What’s the inspiration for the setting?
Are you in Toronto? Do you know where
Sauble Beach is?
Yeah, totally.
Our family used to go there and that
landscape really got imprinted on my mind.
Beachbound
will soon air on CBC, what was it like seeing your work developed
visually?
With Beachbound, a lot of the
story material was coming from that same place as "Op Art
Bikini." That made it particularly weird because it took all this
stuff out of my head and splashed it up on a big screen with all these
saturated images of beaches, bright sunlight and blue water. Even though
I should have been totally prepared for it, I found it somewhat
startling. … Beautiful at the same time.
Let’s talk about Lady S., your
screenplay adaptation of the Jane Austen novel, Lady
Susan.
The view that I take, and that a lot of
critics take, is that Lady Susan is Jane Austen’s first
"adult work". And on the surface, it’s so different from her
other novels, but deep down it deals with the same concerns about who a
woman is. It has a really "old" protagonist: she’s 36 and
she’s very "bad," sexually experienced, she’s been married
and has got an adult daughter who she’s trying to marry off…. She’s
really struggling all the time to survive because she’s widowed and
she’s lost her reputation, but she doesn’t want to do the obvious
thing, to trade on her beauty and charm to find a wealthy old guy to
marry her and give her some security. I find her very strong, almost
martial; she just doesn’t want to do that, even though that’s the
obvious thing for her to do.
It’s also intriguing because I see
Jane Austen herself, at that age, is just coming to grips with the
limitations that her society is placing on her. If you look at Austen’s
juvenile writing, it’s so incredibly spirited and kind of crazy. The
energy, including sexual energy that’s in the work: people stealing
people’s fiancés and breaking up marriages… stealing food and just,
stealing all kinds of stuff and getting into boats and making war on
people… it’s so different from her adult work.
But if you think of Eleanor: she’s
that same kind of person deep down. She’s full of volcanic passions,
but it’s held in total abeyance. This is what she and Jane Austen have
learned about the world they lived in. There are ways to try to make
your best deal. But exploding with your emotional demands is not the
best way to make your deal.
Where is Lady S. at, in terms of
development and production?
It was under option for five years to a
fairly big Canadian production company, but that company got into some
financial problems and the option came to an end. So now I’m looking
for another company. A period piece like that is so expensive to make,
and it has to be done beautifully. It can’t be done in thrift-store
mode. It would have to be a co-production, and there would have to be
millions of dollar to do it. But, I’m hopeful! I think it will happen.
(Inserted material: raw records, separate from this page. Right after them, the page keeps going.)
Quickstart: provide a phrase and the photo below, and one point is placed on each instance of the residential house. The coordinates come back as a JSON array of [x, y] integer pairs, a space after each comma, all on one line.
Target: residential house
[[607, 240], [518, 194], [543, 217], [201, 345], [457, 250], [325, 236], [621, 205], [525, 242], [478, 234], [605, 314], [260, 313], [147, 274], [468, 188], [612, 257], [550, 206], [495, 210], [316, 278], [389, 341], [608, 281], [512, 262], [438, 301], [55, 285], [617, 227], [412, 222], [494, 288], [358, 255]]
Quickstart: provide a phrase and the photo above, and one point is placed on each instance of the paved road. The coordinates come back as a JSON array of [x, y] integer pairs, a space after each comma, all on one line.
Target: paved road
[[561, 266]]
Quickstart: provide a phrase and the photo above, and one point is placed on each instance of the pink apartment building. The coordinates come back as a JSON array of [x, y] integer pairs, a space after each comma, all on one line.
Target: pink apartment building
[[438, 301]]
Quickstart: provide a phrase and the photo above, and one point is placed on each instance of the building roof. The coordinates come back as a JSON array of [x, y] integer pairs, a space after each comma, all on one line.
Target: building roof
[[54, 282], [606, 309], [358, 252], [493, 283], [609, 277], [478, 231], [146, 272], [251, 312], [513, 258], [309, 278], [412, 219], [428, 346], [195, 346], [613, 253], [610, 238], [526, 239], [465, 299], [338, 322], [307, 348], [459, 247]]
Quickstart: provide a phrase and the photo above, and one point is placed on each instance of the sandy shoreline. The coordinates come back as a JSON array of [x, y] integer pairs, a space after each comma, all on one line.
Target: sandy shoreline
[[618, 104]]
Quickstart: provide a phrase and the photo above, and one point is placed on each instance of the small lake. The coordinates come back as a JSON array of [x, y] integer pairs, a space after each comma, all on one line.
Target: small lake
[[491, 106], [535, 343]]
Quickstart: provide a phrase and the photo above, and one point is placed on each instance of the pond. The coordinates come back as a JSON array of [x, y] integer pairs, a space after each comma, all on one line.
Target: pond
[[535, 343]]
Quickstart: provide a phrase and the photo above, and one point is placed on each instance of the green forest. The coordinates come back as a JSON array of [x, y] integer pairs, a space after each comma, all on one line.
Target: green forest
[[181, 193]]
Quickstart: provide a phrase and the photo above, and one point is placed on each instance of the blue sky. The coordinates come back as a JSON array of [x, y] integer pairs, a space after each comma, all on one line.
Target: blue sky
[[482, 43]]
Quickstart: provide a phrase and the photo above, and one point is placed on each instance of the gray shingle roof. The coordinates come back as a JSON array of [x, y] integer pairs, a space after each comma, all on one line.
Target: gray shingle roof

What are you reading right now?
I just finished John Updike’s story
"My Father’s Tears" in the New Yorker. I love his
rich, beautiful prose, so I’m always happy to see one of his stories
pop up in the New Yorker. I’m quite enamoured of fiction as a
form.
Do you prefer fiction?
I wouldn’t say that necessarily, but
I think fiction is a really good form because, since it’s fiction and
it’s not you, you have that sense of privacy and distance from it. It
allows you to feel free to work with it.
You know, even if you are trying to
write a memoir you’re always being selective and it is just your
memory, which is full of holes that you fill in. And of course you can
remember things that are totally untrue. I don’t think the truth comes
from the accuracy of accumulated details. It comes from something
deeper, separate from that.
I guess that’s one reason why I love
fiction, even though some people are saying, "Oh, fiction’s dead
and nobody wants to read stuff that’s not true". Because I really
do think that fiction is true. Truth is in art.